US banking groups have asked the OCC to postpone decisions on crypto firms’ bank license bids, warning of major policy and financial risks if approvals proceed without thorough public review.
US banking groups in the United States are pressing regulators to postpone decisions on crypto companies’ applications for national bank charters. The American Bankers Association and multiple credit union groups demand that the Office of the Comptroller of the Currency (OCC) halt approvals for firms like Circle Internet Group and Ripple Labs, citing unresolved policy and legal concerns.
The banks argue that these crypto entities’ business models diverge sharply from the fiduciary activities traditionally associated with national trust banks. They claim the current applications lack transparency and fail to offer sufficient detail for meaningful public scrutiny.
Banks Seek Transparency and Caution in Crypto Bank Licenses
Industry groups maintain that allowing crypto firms to become national trust banks under existing or new frameworks represents a significant regulatory departure. They emphasize that providing custodial services for digital assets does not constitute fiduciary activity, and granting charters absent traditional fiduciary roles undermines longstanding policy.
Such changes could set a precedent, enabling not only crypto firms but potentially other companies to gain similar charters. This, according to the banking lobby, poses a "material risk" to the US financial system by blurring regulatory boundaries.
The groups strongly urge the OCC to conduct a full public notice and comment period before finalizing any policy shifts that would permit these crypto charters. They argue this process is critical to maintaining oversight integrity and protecting the broader banking ecosystem.
Crypto Sector Pushes Back Amid Rising Demand for National Charters
Meanwhile, the crypto industry sees these charters as vital for streamlining operations and achieving federal regulation across all states. Firms like Circle, Ripple, and Fidelity Digital Assets have applied for these charters to gain faster payment settlement capabilities and broader operational scope.

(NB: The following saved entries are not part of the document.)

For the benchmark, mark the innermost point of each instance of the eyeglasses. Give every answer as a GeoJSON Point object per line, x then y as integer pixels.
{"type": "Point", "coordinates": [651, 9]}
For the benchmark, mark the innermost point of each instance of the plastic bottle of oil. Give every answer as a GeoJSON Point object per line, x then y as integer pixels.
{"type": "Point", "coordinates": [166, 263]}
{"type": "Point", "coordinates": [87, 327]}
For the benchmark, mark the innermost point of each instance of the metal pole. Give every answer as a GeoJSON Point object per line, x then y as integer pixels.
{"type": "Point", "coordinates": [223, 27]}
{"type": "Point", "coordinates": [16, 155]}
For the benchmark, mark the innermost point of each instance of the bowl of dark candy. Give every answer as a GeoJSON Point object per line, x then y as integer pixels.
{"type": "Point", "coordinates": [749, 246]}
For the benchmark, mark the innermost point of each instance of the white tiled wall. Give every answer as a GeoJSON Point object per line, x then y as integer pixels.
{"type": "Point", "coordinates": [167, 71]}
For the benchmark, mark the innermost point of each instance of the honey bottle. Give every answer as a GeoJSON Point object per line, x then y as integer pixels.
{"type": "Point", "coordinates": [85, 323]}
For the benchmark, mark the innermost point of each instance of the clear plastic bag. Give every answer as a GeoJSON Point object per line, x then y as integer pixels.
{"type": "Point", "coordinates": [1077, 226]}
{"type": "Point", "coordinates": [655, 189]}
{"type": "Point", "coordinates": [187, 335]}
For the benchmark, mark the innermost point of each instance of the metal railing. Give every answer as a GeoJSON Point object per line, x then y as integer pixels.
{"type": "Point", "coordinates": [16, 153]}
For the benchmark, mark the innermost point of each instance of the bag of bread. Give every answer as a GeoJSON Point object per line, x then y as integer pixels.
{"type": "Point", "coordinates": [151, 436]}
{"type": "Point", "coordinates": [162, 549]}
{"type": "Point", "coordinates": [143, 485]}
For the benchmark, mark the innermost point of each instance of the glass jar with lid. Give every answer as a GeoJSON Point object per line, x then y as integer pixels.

Experts note recent legislative changes incentivize stablecoin issuers to seek national bank charters rather than relying on multiple state licenses. This shift reflects a move by crypto firms to integrate more deeply into traditional finance frameworks while expanding their service offerings.
Observers expect more crypto companies to pursue these licenses in the near future despite resistance from established banks. The push highlights growing competition between traditional financial players and innovative fintech companies aiming to reshape the future of banking.